Мы, все обессиленные, что-то выпили, о чем-то помолчали, и на прощанье Саша Проханов медленно произнес:

– Прямое восстание бессмысленно, надо идти другим путем.

Мои карманы были набиты записками, которые я получил за пять часов пребывания на сцене. Я высыпал их на стол. Взял первую попавшуюся, прочитал вслух:

Стасик! Обнимаю тебя, дорогой. Очень хорошо – сильно, ярко ты выступил о Багрицком – с каждым словом твоим согласен. Творчество Багрицкого враждебно русской поэзии – и классической и современной.

Анатолий Жигулин.

21 – XII – 77 г..

Ах, Толя, Толя! Через пятнадцать лет он полностью перейдет в ренегатский лагерь, напишет драматическую повесть «Черные камни», в которой оболжет своих «подельников», станет на какое-то время послушной игрушкой в руках кукловодов перестройки, которые используют его небольшое имя ради своих целей, свозят пару раз в Европу, а потом предадут нищете и забвению.

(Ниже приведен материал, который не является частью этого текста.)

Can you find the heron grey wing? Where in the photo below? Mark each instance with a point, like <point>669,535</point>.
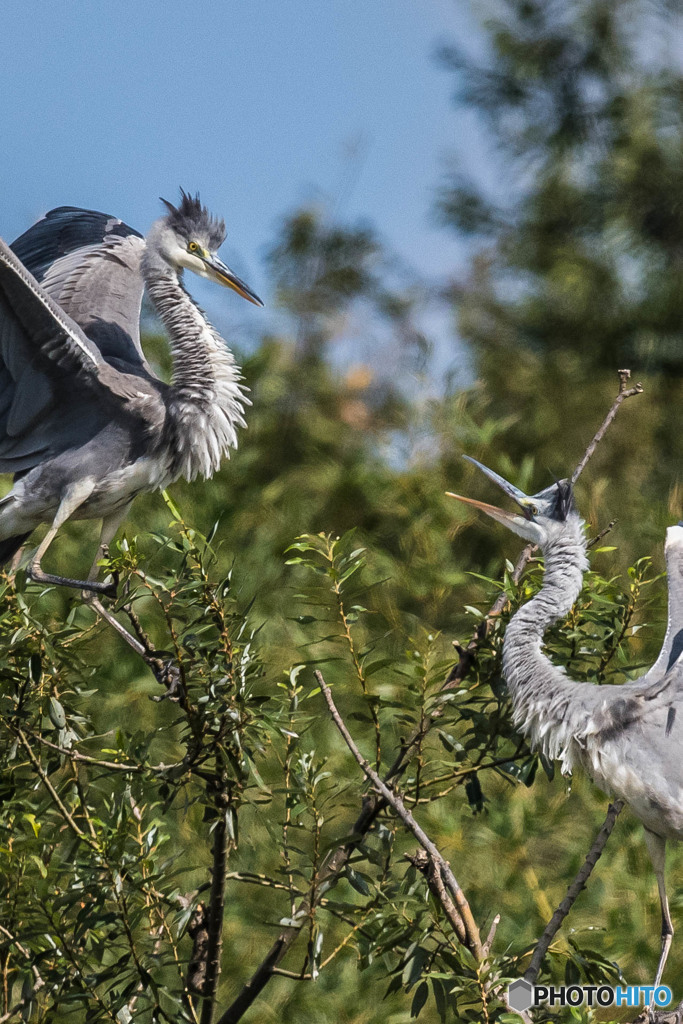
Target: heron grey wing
<point>45,361</point>
<point>89,262</point>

Мы расходились с дискуссии со смутным ощущением того, что произошло нечто необъяснимое и роковое, после чего жить по-старому будет невозможно. Моя жена, когда мы подъехали к дому по заснеженной улице, вылезая из машины, потеряла с пальца кольцо с изумрудом… Дурное предчувствие охватило меня, но рано утром я вышел на улицу и в затоптанном снегу – о счастье! – нашел желтое колечко с блеснувшим из белого снега зеленым камушком. Неужели мы победили?

Советская пресса отозвалась на дискуссию оглушительным молчанием. ЦК, дабы «не раскачивать лодку», запретил упоминать в печати о том, что произошло 21 декабря 1977 года в Центральном доме литераторов.

Однако многие европейские газеты опубликовали пространные отклики на нее.

Из белградской газеты «Политика» от 15.01.1978 года:

Одна часть публики рукоплескала Палиевскому и Куняеву, другая – Эфросу. И нелегко было бы сказать, у кого из них больше сторонников.

Литературный критик Александр Борщаговский (осужденный в 1949 году за «космополитизм») обвинил Палиевского в идеализации 30-х годов, бывших трагическими для нашей литературы. «Вы говорите, что «Тихий Дон» – лучший роман XX века, но кто это доказал? – спросил критик.

Критик Юрий Селезнев энергично восстал против призыва к примирению. «Мы живем в мирное время, но не имеем права забывать годы, когда был учинен погром в русской литературе.